4. Read Nutrition Labels
One major resolution I see a lot is the desire to immediately change eating habits. This can be a great long-term goal as two-thirds of Americans are overweight or obese. However, throwing out all your old junk food and replacing it immediately with kale chips is a good way to set yourself up for failure. Instead, an easy habit to get into is reading nutrition labels. Don’t expect to change overnight, but simply by reading labels and learning what is actually in your food, you’re making huge strides toward healthy eating.
Being a mindful consumer can help you make smarter choices with the foods you already eat, instead of trying to force yourself into a whole new diet. By doing this one small habit, you’re helping educate yourself and can choose options that have less sugar and more real ingredients. From there, you can change your food habits even more, but slow and steady wins the race.
If you don’t know where to start and food labels seem confusing, check out this article on decoding nutrition labels from the Dietitians of Canada.
5. Find Time to Do What You Love
It’s easy to get bogged down by resolutions and all the things you want to change in your life, but the New Year isn’t supposed to be a time of stress and anxiety. While being healthier or reading more or being more outgoing might be your resolutions – don’t let them cause you distress or take over your life.
It’s important to carve out time for yourself and do what you love, no matter what it is. If you love reading in the bathtub, or knitting, or even just relaxing in front of the TV – make time for that. Even if what you love goes against your resolutions, you should incorporate it into your life anyway. Life’s too short not to do what you love. Your mental health is just important as your physical health, and by doing the activities that you love to do, you’re giving yourself that mental self-care.

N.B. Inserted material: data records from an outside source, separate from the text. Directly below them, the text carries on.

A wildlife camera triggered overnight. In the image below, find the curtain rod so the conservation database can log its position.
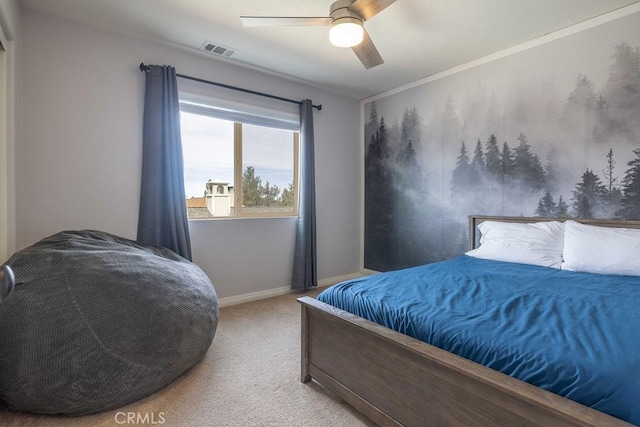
[140,62,322,111]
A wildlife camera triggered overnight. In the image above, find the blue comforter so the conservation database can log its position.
[318,255,640,425]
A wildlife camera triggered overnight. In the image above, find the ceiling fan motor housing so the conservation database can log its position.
[329,0,364,25]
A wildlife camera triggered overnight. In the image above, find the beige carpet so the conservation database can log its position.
[0,291,374,427]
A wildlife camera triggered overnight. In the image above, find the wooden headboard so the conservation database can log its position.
[469,215,640,250]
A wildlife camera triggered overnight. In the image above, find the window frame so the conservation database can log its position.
[179,93,300,221]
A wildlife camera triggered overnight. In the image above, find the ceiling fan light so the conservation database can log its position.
[329,17,364,47]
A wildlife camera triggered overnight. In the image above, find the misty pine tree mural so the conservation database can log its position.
[364,14,640,271]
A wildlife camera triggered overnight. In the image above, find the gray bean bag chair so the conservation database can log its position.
[0,231,218,416]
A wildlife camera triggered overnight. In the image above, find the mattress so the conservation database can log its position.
[318,255,640,425]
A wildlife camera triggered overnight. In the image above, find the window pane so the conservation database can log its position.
[242,124,295,214]
[180,111,234,218]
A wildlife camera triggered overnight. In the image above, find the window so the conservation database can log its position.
[180,94,299,219]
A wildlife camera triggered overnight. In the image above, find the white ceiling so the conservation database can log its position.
[20,0,638,99]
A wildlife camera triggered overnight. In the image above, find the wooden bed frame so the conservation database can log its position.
[298,216,640,427]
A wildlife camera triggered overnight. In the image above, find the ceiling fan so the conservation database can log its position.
[240,0,396,70]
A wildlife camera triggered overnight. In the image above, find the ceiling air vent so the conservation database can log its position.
[200,42,237,58]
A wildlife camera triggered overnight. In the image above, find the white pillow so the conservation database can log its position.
[562,221,640,276]
[467,221,564,268]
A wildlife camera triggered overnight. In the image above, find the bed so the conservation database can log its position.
[299,216,640,426]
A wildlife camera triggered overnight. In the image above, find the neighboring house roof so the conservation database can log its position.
[187,207,213,219]
[187,197,207,209]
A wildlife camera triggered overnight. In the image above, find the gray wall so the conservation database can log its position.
[0,0,20,263]
[16,9,361,298]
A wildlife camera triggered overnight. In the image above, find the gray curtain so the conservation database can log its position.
[291,99,318,291]
[138,65,191,260]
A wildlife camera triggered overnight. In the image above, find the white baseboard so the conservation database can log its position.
[218,273,366,307]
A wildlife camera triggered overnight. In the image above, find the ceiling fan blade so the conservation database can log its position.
[349,0,396,21]
[240,16,331,27]
[351,30,384,70]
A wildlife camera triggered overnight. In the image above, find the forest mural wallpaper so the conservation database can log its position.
[363,9,640,271]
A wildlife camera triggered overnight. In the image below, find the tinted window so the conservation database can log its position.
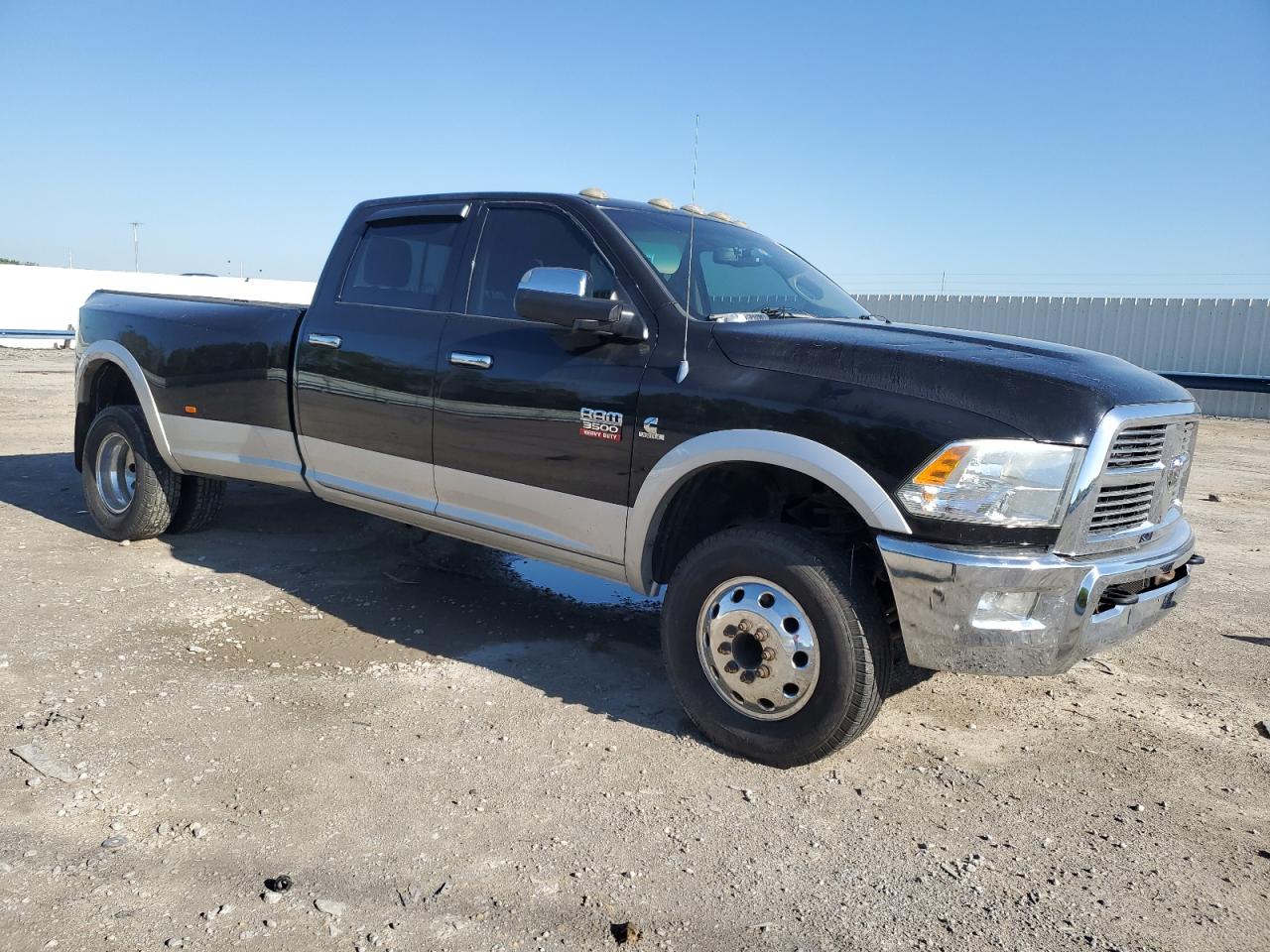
[467,208,616,318]
[339,221,461,311]
[604,208,867,317]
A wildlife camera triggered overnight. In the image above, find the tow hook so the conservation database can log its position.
[1102,588,1138,606]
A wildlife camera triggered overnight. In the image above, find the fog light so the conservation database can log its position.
[972,591,1045,631]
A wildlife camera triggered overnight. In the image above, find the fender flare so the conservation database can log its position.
[625,430,912,594]
[75,340,186,475]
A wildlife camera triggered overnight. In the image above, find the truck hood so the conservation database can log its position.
[713,318,1192,445]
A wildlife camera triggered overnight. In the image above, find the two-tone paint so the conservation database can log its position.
[76,193,1188,591]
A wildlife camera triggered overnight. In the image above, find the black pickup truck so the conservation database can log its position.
[75,189,1203,766]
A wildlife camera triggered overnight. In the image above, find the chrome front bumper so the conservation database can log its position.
[877,520,1195,674]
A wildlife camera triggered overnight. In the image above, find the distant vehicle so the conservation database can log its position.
[66,191,1203,767]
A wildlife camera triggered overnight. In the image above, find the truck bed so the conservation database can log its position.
[80,291,305,430]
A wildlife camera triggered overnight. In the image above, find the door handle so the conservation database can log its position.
[449,350,494,371]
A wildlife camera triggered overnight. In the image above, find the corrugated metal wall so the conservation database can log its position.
[856,295,1270,418]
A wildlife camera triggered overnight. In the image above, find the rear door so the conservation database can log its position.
[433,202,654,562]
[296,203,468,513]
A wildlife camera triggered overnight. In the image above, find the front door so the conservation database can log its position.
[433,203,652,562]
[296,205,466,513]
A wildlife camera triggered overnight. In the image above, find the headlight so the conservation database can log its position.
[898,439,1083,527]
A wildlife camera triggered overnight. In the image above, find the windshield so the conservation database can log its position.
[604,208,869,320]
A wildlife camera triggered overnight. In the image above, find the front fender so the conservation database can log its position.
[625,429,912,594]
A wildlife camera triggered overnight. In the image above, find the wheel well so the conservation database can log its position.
[75,361,141,468]
[653,463,874,583]
[653,463,903,654]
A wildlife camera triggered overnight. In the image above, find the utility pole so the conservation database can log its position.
[128,221,145,272]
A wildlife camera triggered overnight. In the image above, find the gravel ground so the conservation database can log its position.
[0,350,1270,952]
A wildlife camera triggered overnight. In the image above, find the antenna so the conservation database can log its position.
[675,113,701,384]
[128,221,145,272]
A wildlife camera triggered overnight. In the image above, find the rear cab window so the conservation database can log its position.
[339,218,462,311]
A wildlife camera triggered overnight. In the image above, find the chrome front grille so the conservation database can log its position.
[1089,481,1156,536]
[1056,401,1198,554]
[1088,420,1197,542]
[1107,422,1170,470]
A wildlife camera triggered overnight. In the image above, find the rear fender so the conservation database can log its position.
[75,340,185,473]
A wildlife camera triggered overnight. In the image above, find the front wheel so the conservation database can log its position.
[82,407,181,540]
[662,526,890,767]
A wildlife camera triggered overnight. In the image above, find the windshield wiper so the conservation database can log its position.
[758,304,816,317]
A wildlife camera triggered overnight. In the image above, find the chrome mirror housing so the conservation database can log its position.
[516,268,590,298]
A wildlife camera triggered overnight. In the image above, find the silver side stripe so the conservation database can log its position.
[160,414,305,489]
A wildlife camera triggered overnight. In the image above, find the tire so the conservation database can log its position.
[168,476,227,534]
[662,525,892,767]
[82,407,181,540]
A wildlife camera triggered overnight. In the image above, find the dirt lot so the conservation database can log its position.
[0,350,1270,952]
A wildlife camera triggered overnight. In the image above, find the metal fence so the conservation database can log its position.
[856,295,1270,418]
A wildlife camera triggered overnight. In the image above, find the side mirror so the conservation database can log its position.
[514,268,638,335]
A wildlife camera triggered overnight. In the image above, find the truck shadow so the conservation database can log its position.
[0,453,929,751]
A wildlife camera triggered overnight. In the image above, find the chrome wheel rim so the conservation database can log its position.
[698,576,821,721]
[96,432,137,516]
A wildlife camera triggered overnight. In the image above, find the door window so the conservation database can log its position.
[467,208,617,318]
[339,221,462,311]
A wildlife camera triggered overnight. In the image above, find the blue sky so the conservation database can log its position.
[0,0,1270,296]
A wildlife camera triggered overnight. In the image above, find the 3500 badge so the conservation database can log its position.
[577,407,622,443]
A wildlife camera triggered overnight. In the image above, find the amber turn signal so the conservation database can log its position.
[913,445,970,486]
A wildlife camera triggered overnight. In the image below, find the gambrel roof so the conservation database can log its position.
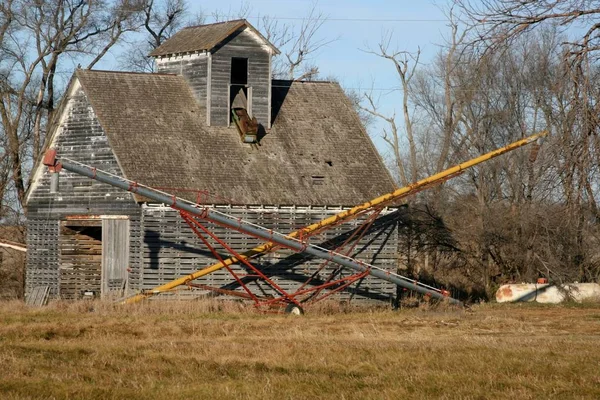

Last Word on New Year’s Habits:
New Year’s Resolutions often fail and one of the main reasons for that is because people try and change too much too soon. It’s easy to tell yourself that come January you’ll change your diet, work out every day and practice meditation, but it’s simply not realistic. If you try and take on too many goals at once, you’re setting yourself up for failure. Instead, make a list of big goals, but break them down into smaller, more attainable habits that you can do every day. Getting healthier and sticking with it is a marathon, not a sprint, so treat it that way.
These habits are small and hopefully achievable for everyone that wants to use them. However, don’t feel bad about not sticking with something or not being able to commit fully. We are all too hard on ourselves and put so much pressure to do better on New Year’s. Just remember that while New Year’s is a great time to reflect and try some new things, you can add habits and make goals any time of the year. These won’t happen overnight, and it may take months or years to establish life-long habits, so give yourself a break and enjoy life.